There was a station hospital, and down there they had a series of big squad tents. That’s a station hospital. They’re all tents.

He said, “We’ll get you some training at the hospital.”

So I said, “Fine. Great.”

And he said, “You’ll be down there about two months.”

I said, “OK.”

So I packed the gear I needed to go down there. Still took my rifle with me. And got down there to the station hospital.

But they had so many wounded. Broken bones caused by gunshot. These guys are coming back from the Marshall Islands and those places that were invaded before we got to the Philippines – not by our outfit, by other outfits.

You get wounded and shot with rifle shot or shrapnel and so forth. A lot of times, you get broken bones as well as the wound itself. So they were having a lot of them coming in by the boatload to the station hospital down there – Navy men, Army men, everybody.

And so what did they do? They sent me into cast surgery.

MARIA MCLEOD: What’s cast surgery?

BILL EVANS: Well, I thought I was going to learn something about surgery that would help me. But no, what they had me doing was making casts out of plaster of Paris on people who had back wounds – their backs were broken, or some part of it. We had them on ropes – lines. Their feet were down, and their back and shoulders were down, but their body was up in the air, like making an arch.

So all I was doing was wrapping plaster of Paris, learning how to make a cast for a broken back, but who’s going to do that in combat? In combat, you get somebody who you’ve talked to a half an hour before, and thirty minutes later, he’s laying on a litter, covered with blood, or lost an arm, or ribs are all shot up or whatever.

You couldn’t put a cast on. You would do what you could to bandage him up, stop the bleeding, give him a transfusion or whatever, and put him on the back of a Jeep and send him out of the jungle. So I learned the hard way.

MARIA MCLEOD: You said something interesting. You said when you came back to Seattle, you were afraid of people.
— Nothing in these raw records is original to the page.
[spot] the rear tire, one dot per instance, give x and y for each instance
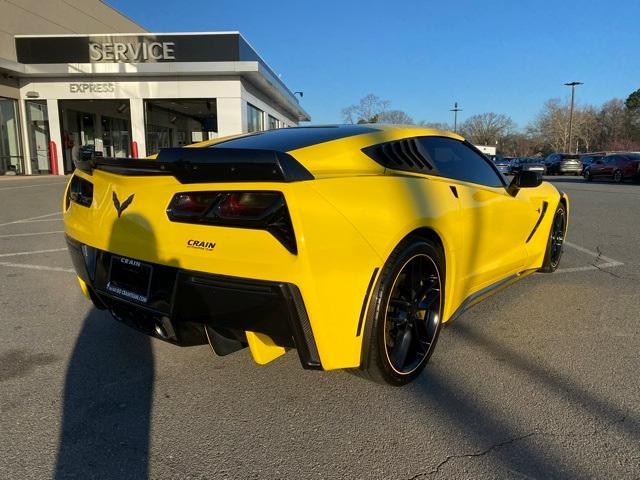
(555, 243)
(405, 312)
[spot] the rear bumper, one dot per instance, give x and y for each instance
(188, 308)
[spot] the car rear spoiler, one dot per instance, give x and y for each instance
(201, 165)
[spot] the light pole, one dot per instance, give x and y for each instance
(455, 111)
(573, 93)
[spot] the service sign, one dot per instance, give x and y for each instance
(131, 51)
(147, 48)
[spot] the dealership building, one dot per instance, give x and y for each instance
(64, 91)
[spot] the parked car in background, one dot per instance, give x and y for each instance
(502, 164)
(589, 158)
(563, 163)
(617, 167)
(530, 164)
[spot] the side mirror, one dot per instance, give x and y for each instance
(524, 179)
Is that true?

BILL EVANS: See, my folks, as I told you, still lived on Beacon Hill. They could see out in the bay. It was right across from the Veterans Hospital on Beacon Hill, on Beacon Avenue. My folks bought it. Had the home built in [19]42. And so when I got in the bay, I could see my house from there.
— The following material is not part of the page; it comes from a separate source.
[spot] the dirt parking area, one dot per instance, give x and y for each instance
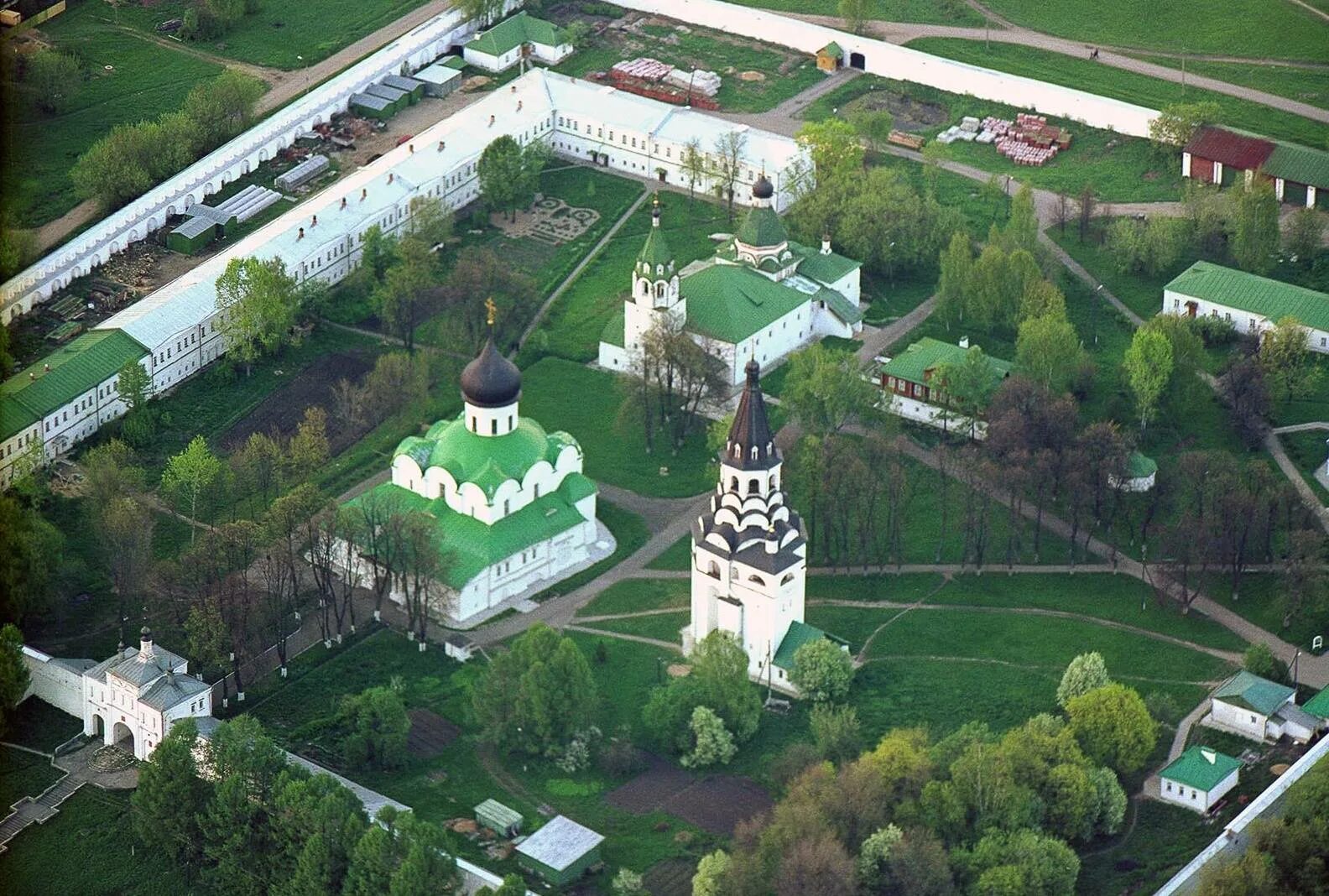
(281, 413)
(715, 803)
I got out of the service right before Christmas. So I was downtown, buying my folks a Christmas present … And the signal lights … I’d been three years in the jungle [chuckles] and I was just afraid of people. I’d stop at the intersection and I was afraid to cross the street. I thought, You’ve got to get a hold of yourself!
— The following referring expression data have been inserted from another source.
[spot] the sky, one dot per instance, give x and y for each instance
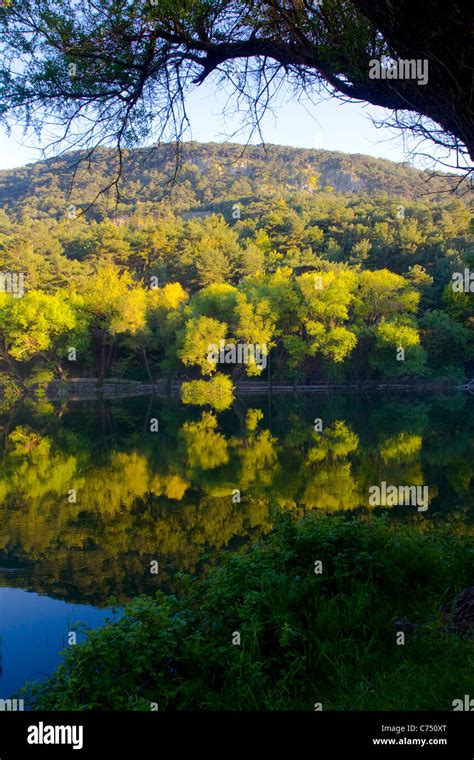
(328, 125)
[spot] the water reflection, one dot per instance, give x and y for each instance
(89, 496)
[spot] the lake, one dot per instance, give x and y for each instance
(98, 503)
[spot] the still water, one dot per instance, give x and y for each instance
(91, 499)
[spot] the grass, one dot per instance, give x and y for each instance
(305, 638)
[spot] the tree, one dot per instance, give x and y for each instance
(126, 67)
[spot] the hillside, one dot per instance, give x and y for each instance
(209, 174)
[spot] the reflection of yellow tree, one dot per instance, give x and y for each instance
(403, 447)
(206, 448)
(333, 487)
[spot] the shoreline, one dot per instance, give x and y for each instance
(79, 389)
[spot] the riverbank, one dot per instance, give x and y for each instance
(78, 389)
(326, 613)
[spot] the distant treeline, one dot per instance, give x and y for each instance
(331, 285)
MARIA MCLEOD: When you were in the jungle, did you think of home? And when you thought of home, did you think of Seattle, or did you think of Issaquah? What were some of the things that kept you going?
BILL EVANS: I’d only lived, all my life, in Issaquah and then Seattle, so yeah. But, you know, when you’re in combat – and seeing death all around you, and being a medic – I was involved with it every day, hour by hour – you didn’t dare think about going home. You thought about making it through another day.